Si le phénomène religieux est aussi diversifié, entre l’aliénation, la motivation militante, le sens de la vie, surtout dans les moments difficiles, il ne peut rester en dehors du travail d’un mouvement ouvrier, et cela de diverses façons. Une organisation qui agit pour l’émancipation et l’autonomie des individus, pour le maintien des solidarités et pour un fonctionnement social juste, ne peut ignorer la dimension religieuse de la vie sous ses différents aspects. Une analyse sérieuse, telle que la pratiquent actuellement les sciences humaines, donne un cadre. Il ressort ainsi que bien des aspects aliénants sont à l’œuvre. Il apparaît tout autant que des militants, nourris de ces références religieuses, y trouvent des ressources importantes, tant pour la vie militante que pour l’équilibre de vie. Aussi, comme tous les autres aspects de la vie, l’expérience religieuse est un des champs où s’impose un travail d’éducation permanente.

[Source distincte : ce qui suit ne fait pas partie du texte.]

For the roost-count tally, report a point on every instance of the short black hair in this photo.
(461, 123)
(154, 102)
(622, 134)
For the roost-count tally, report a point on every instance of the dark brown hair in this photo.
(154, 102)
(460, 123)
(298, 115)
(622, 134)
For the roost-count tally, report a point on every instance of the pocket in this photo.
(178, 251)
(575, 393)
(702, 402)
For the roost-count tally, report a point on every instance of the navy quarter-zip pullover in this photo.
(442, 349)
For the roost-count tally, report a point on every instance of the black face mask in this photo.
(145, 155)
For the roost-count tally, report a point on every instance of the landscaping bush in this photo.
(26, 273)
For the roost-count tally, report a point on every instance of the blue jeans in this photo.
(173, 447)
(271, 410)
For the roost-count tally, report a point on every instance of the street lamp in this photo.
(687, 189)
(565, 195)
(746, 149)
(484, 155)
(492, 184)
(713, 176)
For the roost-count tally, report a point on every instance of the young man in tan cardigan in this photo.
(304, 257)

1 Voir Geloven in het publieke domein. Verkenningen van een dubbele transformatie, du Wetenschappelijke Raad voor het regeringsbeleid, Amsterdam, 2006.

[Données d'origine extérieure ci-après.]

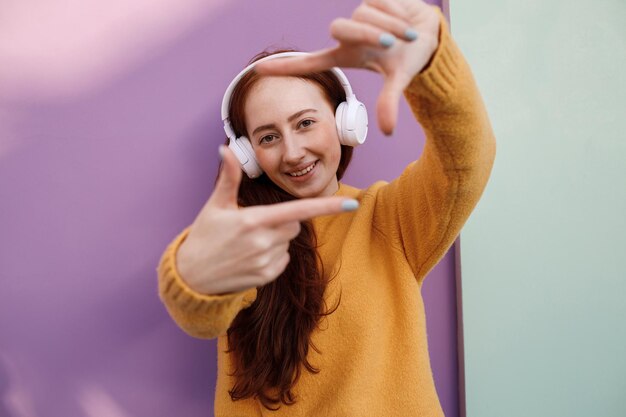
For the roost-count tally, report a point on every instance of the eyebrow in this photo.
(289, 119)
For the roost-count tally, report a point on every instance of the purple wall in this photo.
(93, 185)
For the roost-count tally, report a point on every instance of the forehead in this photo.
(278, 94)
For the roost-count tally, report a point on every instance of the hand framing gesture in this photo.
(396, 38)
(231, 249)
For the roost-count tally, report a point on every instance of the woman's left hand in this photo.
(379, 36)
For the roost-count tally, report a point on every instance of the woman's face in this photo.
(291, 126)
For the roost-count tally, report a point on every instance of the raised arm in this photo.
(429, 203)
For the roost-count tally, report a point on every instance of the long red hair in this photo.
(270, 340)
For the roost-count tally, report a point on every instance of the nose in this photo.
(293, 150)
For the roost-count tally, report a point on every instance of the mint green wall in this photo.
(544, 255)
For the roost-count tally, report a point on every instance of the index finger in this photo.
(306, 208)
(315, 62)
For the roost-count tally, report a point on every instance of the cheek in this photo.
(265, 158)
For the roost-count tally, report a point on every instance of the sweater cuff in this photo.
(439, 79)
(173, 290)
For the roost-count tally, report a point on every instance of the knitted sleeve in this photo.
(199, 315)
(428, 204)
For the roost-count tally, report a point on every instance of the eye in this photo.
(306, 123)
(267, 139)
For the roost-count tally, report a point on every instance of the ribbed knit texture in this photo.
(373, 356)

2 Ce fut le cas, dans les années 1970, pour le mouvement charismatique. Actuellement, les buts de pèlerinage comme Medjugorge et Padre Pio sont aussi considérés avec prudence (et même méfiance) par les responsables institutionnels.
3 Voir notamment HERVIEU-LEGER Danièle, La religion pour mémoire, Cerf, 1993.
4 BLOCH Ernst, L’athéisme dans le christianisme. La religion de l’exode et du royaume. Traduit par E. Kaufholz et G. Raulet, Gallimard, 1978, p. 334.